The purpose of National Immunization Month is to highlight the importance of immunizations, not only in children, but in adults as well. They are needed throughout our lifetime.
For babies from birth to age 2, vaccines give parents the power to protect their children against 14 serious diseases. Most parents never see the devastating effects that diseases like polio, measles or whooping cough can have on a family or community. People think of these as diseases of the past, but the truth is, they still exist.
Getting ready for college is the time to make sure your young adult is up-to-date on all of the recommended vaccines, because some diseases spread quickly in college dorms and classrooms. During the 2011 regular Texas legislative session, Texas Senate Bill 1107 was passed requiring all students entering an institution of higher education (public and private) to either receive a vaccination against bacterial meningitis or meet certain criteria for declining the vaccination, 10 days before the first day of classes.
Each year, thousands of adults in the United States suffer from diseases that could be prevented by vaccines.
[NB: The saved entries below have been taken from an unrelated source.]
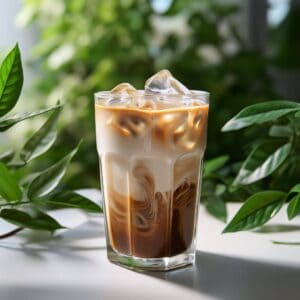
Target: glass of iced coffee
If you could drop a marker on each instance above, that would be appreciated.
(150, 144)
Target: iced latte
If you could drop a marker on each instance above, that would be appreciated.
(151, 144)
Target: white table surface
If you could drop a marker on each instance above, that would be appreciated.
(73, 264)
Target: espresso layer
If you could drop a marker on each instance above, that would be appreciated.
(150, 173)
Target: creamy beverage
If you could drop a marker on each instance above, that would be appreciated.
(151, 144)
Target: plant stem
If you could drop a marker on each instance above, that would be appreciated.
(11, 233)
(18, 203)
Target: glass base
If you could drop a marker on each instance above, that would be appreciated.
(151, 264)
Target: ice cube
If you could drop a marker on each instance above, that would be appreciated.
(123, 89)
(121, 94)
(163, 82)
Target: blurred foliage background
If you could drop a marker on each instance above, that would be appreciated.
(89, 45)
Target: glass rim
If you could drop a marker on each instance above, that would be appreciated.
(194, 95)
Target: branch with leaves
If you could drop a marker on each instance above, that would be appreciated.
(269, 176)
(26, 194)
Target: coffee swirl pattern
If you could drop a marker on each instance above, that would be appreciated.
(150, 170)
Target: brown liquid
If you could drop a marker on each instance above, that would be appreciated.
(150, 162)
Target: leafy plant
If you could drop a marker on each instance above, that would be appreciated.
(86, 46)
(26, 194)
(273, 163)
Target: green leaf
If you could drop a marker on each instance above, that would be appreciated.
(69, 199)
(295, 189)
(7, 156)
(214, 164)
(217, 207)
(48, 179)
(38, 221)
(262, 162)
(256, 211)
(294, 207)
(6, 123)
(280, 131)
(11, 80)
(42, 140)
(260, 113)
(9, 187)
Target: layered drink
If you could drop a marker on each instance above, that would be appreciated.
(151, 144)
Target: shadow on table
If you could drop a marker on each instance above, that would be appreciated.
(231, 278)
(44, 293)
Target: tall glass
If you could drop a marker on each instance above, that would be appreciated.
(150, 157)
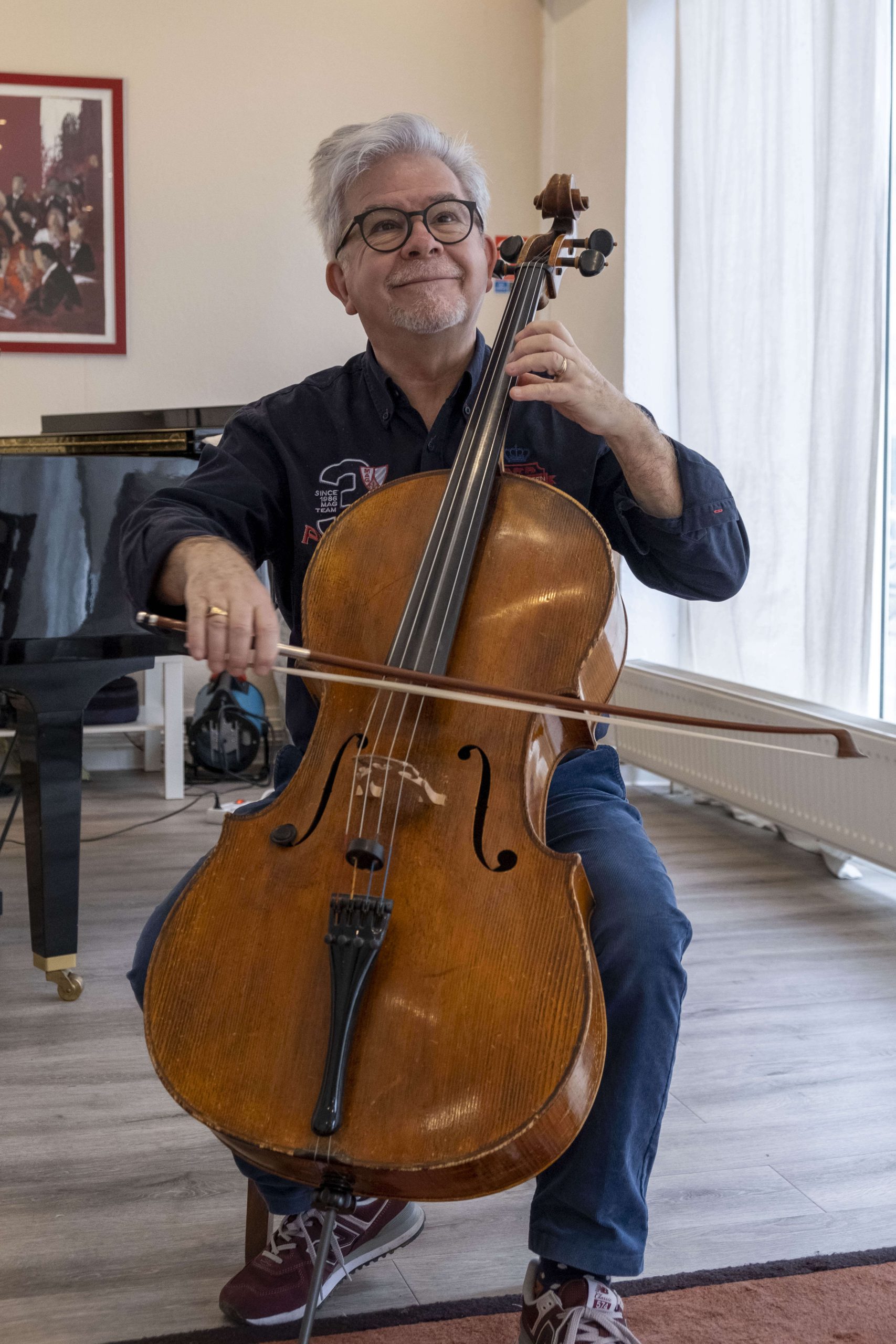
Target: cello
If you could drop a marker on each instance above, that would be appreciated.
(383, 983)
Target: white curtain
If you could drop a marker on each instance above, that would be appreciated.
(781, 171)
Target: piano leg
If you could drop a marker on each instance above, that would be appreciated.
(50, 704)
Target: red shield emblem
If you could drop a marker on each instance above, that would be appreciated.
(374, 476)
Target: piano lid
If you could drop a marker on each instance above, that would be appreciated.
(182, 443)
(61, 519)
(208, 418)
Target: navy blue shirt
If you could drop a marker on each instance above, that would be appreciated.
(291, 463)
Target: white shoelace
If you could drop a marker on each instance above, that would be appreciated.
(582, 1326)
(284, 1238)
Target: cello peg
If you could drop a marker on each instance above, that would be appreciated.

Protection from some childhood immunizations wears off over time, leaving adults vulnerable to disease. Most people do not realize that adults need immunizations other than an annual flu vaccine. However, other vaccines may be recommended due to factors such as a person’s age, job, hobbies, travel, or health conditions.
Vaccines are available at private doctor’s offices, pharmacies, community health clinics, and health departments. To find an immunization provider near you, go to http://www.vaccines.gov/more_info/features/healthmapvaccinefinder.html.
Getting vaccinated is an important step in protecting yourself and your loved ones from vaccine-preventable diseases. Talk to your doctor to find out which vaccines are right for you.